Thursday 21 October 2010

Shish And Shipsh - Part The Second

So, with a determined Nana in tow, we board the log flume, and, as is traditional with your standard log-flume-based ride, you have two smaller drops before you reach the main event. And they're both fine and we're all having fun and Nana seems to be actually enjoying it. Until we round the corner and are confronted with the main drop. Now that it's staring us right in the face, it seems a lot higher than it did when we were on the ground looking up. Quite a lot higher. At this point, Nana is thinking that it's entirely possible she's made a mistake and I'm thinking that maybe we're about to give a sweet little old lady a massive coronary.

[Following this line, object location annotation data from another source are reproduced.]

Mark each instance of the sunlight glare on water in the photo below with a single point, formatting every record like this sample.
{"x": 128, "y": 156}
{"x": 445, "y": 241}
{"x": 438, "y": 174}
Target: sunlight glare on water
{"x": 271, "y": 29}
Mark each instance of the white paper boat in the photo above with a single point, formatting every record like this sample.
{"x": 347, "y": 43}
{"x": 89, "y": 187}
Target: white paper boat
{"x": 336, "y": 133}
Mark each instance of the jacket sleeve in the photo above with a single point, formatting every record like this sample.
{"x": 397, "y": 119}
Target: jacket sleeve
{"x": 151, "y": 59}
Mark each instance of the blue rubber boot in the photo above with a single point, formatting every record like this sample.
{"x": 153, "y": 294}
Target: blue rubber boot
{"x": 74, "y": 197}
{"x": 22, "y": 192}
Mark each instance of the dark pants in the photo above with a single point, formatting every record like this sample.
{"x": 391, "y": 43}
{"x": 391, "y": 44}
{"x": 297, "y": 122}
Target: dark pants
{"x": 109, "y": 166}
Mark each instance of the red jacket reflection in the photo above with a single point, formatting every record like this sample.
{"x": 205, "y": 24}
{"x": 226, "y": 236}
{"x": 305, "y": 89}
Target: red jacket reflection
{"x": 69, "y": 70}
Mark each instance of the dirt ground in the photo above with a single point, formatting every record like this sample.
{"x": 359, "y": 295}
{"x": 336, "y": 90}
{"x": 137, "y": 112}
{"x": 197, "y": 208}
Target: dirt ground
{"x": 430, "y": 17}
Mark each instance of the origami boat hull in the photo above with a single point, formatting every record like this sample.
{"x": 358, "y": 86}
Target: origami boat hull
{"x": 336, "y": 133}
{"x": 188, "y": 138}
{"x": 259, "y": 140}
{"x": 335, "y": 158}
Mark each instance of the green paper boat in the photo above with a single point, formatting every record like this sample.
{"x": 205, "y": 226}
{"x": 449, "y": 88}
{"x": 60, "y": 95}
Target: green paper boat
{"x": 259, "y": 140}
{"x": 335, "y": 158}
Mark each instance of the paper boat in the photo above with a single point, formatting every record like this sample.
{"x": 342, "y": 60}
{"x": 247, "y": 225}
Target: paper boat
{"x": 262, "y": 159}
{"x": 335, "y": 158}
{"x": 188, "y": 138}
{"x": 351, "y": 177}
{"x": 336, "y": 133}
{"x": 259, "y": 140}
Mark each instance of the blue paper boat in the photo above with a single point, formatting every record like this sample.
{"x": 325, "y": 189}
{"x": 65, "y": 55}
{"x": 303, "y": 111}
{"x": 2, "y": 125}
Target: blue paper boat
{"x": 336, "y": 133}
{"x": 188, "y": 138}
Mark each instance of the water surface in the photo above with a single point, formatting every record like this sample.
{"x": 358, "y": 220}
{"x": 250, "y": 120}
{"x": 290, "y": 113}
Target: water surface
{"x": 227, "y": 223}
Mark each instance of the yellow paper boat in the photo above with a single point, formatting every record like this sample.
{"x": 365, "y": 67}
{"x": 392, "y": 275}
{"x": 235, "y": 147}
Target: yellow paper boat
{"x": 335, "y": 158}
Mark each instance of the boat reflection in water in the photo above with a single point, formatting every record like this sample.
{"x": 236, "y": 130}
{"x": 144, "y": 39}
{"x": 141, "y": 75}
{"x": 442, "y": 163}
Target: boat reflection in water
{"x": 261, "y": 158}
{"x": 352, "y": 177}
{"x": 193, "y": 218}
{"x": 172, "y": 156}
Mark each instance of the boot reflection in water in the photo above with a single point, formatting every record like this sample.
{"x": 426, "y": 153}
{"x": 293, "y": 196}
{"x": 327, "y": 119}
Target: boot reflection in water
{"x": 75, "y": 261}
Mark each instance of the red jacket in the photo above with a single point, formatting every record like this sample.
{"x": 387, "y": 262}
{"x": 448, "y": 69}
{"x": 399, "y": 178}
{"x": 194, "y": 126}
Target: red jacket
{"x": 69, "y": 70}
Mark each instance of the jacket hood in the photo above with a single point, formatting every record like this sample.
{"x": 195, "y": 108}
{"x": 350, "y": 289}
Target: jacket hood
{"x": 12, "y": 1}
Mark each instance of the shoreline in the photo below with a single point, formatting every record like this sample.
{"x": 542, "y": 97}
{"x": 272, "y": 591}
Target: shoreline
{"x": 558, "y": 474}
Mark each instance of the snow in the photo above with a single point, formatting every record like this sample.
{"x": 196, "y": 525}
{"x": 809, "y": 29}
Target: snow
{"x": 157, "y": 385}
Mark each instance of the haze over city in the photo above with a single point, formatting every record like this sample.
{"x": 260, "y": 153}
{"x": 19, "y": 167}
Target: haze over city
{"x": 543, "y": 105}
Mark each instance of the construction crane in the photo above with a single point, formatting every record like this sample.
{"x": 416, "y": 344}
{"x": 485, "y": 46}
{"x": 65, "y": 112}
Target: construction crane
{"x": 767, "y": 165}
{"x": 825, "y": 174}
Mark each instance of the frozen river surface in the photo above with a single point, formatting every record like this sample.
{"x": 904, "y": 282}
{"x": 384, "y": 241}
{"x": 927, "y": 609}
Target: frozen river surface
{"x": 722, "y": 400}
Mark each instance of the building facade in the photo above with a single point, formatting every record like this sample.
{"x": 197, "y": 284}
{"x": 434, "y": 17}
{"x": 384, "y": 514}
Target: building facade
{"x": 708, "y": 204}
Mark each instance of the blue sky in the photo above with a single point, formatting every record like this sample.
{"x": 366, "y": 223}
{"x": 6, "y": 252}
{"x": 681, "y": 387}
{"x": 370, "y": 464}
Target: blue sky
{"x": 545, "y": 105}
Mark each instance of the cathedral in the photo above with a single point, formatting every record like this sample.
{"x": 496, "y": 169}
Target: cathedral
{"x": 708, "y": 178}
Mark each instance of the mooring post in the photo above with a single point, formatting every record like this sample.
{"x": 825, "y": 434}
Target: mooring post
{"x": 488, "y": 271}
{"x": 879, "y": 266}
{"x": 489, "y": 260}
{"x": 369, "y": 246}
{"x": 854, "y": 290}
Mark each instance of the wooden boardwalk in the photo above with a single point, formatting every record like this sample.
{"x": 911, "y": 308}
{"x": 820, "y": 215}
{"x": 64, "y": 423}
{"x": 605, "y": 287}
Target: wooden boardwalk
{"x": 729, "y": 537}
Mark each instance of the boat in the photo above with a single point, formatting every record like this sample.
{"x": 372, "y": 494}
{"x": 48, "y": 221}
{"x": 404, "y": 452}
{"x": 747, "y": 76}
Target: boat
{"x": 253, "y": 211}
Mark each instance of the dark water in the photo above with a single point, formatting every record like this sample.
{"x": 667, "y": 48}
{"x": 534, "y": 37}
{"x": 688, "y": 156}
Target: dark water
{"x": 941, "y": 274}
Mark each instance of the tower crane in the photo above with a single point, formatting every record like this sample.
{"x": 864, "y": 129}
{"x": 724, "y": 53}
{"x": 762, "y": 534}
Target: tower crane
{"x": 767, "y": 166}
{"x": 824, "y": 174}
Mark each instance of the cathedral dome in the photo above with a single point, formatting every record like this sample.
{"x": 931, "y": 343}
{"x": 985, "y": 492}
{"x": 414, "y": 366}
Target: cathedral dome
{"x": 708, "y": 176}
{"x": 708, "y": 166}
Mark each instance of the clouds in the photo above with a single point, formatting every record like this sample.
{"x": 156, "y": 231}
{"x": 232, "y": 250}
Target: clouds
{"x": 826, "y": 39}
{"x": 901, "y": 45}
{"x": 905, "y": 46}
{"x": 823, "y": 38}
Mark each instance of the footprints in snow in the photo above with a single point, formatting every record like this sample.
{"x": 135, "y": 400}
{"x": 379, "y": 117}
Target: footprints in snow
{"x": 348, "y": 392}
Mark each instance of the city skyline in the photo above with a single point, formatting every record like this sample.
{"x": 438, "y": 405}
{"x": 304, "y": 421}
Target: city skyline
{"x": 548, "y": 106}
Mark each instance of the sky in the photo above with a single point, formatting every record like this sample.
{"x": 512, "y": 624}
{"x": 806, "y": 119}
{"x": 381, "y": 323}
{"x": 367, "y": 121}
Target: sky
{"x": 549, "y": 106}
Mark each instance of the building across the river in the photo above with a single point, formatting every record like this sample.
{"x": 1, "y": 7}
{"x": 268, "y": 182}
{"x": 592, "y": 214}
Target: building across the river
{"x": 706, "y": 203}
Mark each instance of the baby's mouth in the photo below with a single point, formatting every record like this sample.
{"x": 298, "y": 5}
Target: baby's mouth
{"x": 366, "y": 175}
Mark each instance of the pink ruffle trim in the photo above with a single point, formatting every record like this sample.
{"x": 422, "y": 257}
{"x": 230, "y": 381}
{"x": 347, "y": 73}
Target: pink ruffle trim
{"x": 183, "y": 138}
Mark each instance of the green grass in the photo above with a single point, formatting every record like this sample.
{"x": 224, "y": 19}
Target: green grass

Our little raft crests the peak of the flume and we begin to plummet. Nana, naturally fearful that her long life is reaching an unexpectedly premature end, opens her mouth to scream. As she does so, two things occur at once. The first is that her natural parenting instinct kicks in and she becomes fearful that my younger brother (seated directly in front of her) is about to fall out. Her first thought is to grab hold of him to ensure his safety (the fact that is considerably heavier than her and would simply pull her overboard with him has not occurred to her). The second thing that happens is, as her lips are parting for the scream to escape, she can feel the Polygrip on her dentures loosening and the ersatz choppers beginning to ease their way forwards to freedom.

Torn between whether to save Grandson The Younger from a theme park based death or to prevent him receiving concussion from a set of dentures propelled into the back of his head at high speed, Nana spends the mercifully brief downward journey with one hand clamped on the Brother and the other clamped tightly over her mouth to prevent tooth escape. Bro does not fall out, the dentures are secure in their mouth-based incarceration and Nana has been too distracted to have a heart attack. Everybody wins.

Of course, if she had lost her teeth, we could have spent the entire homeward journey getting her to say, "She sells sea shells on the sea shore". And she would've, too.



2 comments:

MJenks said...

Well, I must admit, I did have visions of a false bridge flying from her mouth and hitting unwary passer-by in the back of the noggin, rendering him unconscious. Hilariously unconscious, but KO-ed just the same.

That Baldy Fella said...

It was a close run thing. There nearly was a drive-by denturing.